Foto/ Beto Barata
Marcos Montes não esconde que gostaria de ver o presidente Temer mais envolvido com o combate à corrupção
Recém-eleito líder da bancada do Partido Social Democrático (PSD) na Câmara para 2017, o deputado federal Marcos Montes (MG) está deixando a vice-liderança do governo Michel Temer (PMDB) – cargo que exerce desde o dia 5 de agosto deste ano, conforme mensagem do presidente da República, publicada, naquela data, no Diário Oficial da União. “Deixo claro que não existe rompimento com o governo Michel Temer. Estou saindo da vice-liderança do governo em razão de ter sido eleito para liderar a bancada do PSD”, explica Marcos Montes.
Segundo ele, apesar de a legenda pertencer à base política do presidente Temer e de apoiar as medidas de ajuste fiscal, a liderança da legenda – uma das mais importantes do país – exige tempo e disponibilidade.
Ele lembra que a função de líder de partido é parte essencial do processo legislativo e acumula uma série de atribuições, principalmente ligadas à articulação política e ao trabalho de unificação do discurso partidário.

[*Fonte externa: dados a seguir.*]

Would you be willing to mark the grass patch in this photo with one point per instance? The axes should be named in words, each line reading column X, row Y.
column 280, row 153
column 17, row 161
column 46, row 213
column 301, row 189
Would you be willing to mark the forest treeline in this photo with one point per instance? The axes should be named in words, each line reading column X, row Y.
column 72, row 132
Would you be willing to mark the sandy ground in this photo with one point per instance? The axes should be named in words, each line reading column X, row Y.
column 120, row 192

Sucesso. “Agradeço a confiança do presidente Michel Temer e desejo todo sucesso para sua gestão. Afinal, o sucesso do governo será a indicação de que o Brasil está no rumo certo para sair da pior crise de sua história”, destaca Marcos Montes. “Eu aceitei o convite levando em conta uma série de fatores, que envolveram desde minha participação direta no processo de impeachment da ex-presidente Dilma Rousseff, até a confiança de que o novo governo poderia promover a retomada do desenvolvimento do Brasil”, acrescenta.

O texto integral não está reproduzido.